Impossible d’oublier, nous dit l’artiste plus explicitement dans une autre série de gouaches, intitulée 40 ans après. Elles furent présentées en 2019 chez Adélard à Frelighsburg pour souligner l’arrivée de Khomeini au pouvoir en 1979 et les horreurs de la dictature qui s’ensuivirent.

Qu’elle les dessine sur papier ou les déploie au sol avec des blocs Lego, Sayeh Sarfaraz raconte, avec ses motifs, le contrôle et le nécessaire désordre inhérents aux rapports de pouvoir. Les airs de jeu, et de fête, apportés par les œuvres avec leur facture naïve trompent ainsi sur la nature des propos. La stratégie témoigne habilement des effets de la censure, une réalité concrète pour celle qui, au risque de sa liberté, ne peut plus retourner en Iran, bien que ses parents y soient toujours.

C’est à eux qu’elle songe encore, et aux générations d’avant, à travers ses œuvres. Elle renoue ainsi avec leur héritage et le magnifie. Telle forme, qui apparaît avec récurrence dans des couleurs variées, lui vient de sa grand-mère et de sa collection de tapis. L’histoire personnelle se relie au collectif dans une autre série de gouaches qui fait allusion au Musée des joyaux nationaux à Téhéran, que l’artiste a visité durant son enfance. Certains bijoux étaient étrangement absents des écrins, faisant naître des rumeurs autour de leur disparition sous le régime islamiste.
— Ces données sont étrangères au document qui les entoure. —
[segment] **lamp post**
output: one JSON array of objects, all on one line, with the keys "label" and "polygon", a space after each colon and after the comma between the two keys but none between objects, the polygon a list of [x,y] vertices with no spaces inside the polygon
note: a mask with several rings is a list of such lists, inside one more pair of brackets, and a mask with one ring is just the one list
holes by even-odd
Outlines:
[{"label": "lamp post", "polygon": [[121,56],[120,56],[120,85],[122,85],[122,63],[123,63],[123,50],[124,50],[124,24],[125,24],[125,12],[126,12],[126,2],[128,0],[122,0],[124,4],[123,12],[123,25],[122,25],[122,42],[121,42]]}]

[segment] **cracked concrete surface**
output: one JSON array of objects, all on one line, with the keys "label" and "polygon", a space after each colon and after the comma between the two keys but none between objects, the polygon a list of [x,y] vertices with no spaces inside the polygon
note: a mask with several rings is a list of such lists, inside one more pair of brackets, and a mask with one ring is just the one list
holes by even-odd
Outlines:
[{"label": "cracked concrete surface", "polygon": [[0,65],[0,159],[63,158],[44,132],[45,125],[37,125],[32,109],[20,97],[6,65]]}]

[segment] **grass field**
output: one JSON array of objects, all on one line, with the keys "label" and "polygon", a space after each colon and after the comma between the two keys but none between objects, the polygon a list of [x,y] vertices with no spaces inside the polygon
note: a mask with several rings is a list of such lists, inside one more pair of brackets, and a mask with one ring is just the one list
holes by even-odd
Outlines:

Les miniatures, délicatement peintes en noir avec le plus fin des pinceaux, reposent à l’horizontale sous des boîtiers transparents, comme le plus cher des trésors abrité dans un tombeau. Avec des moyens de fortune transformés par la grâce, Sayeh Sarfaraz conjure avec force les interdits et nous emporte dans une archéologie imaginaire aussi réparatrice que préoccupante.

On rejoue ?

De Sayeh Sarfaraz. À la Maison de la culture Claude-Léveillée, jusqu’au 5 juin.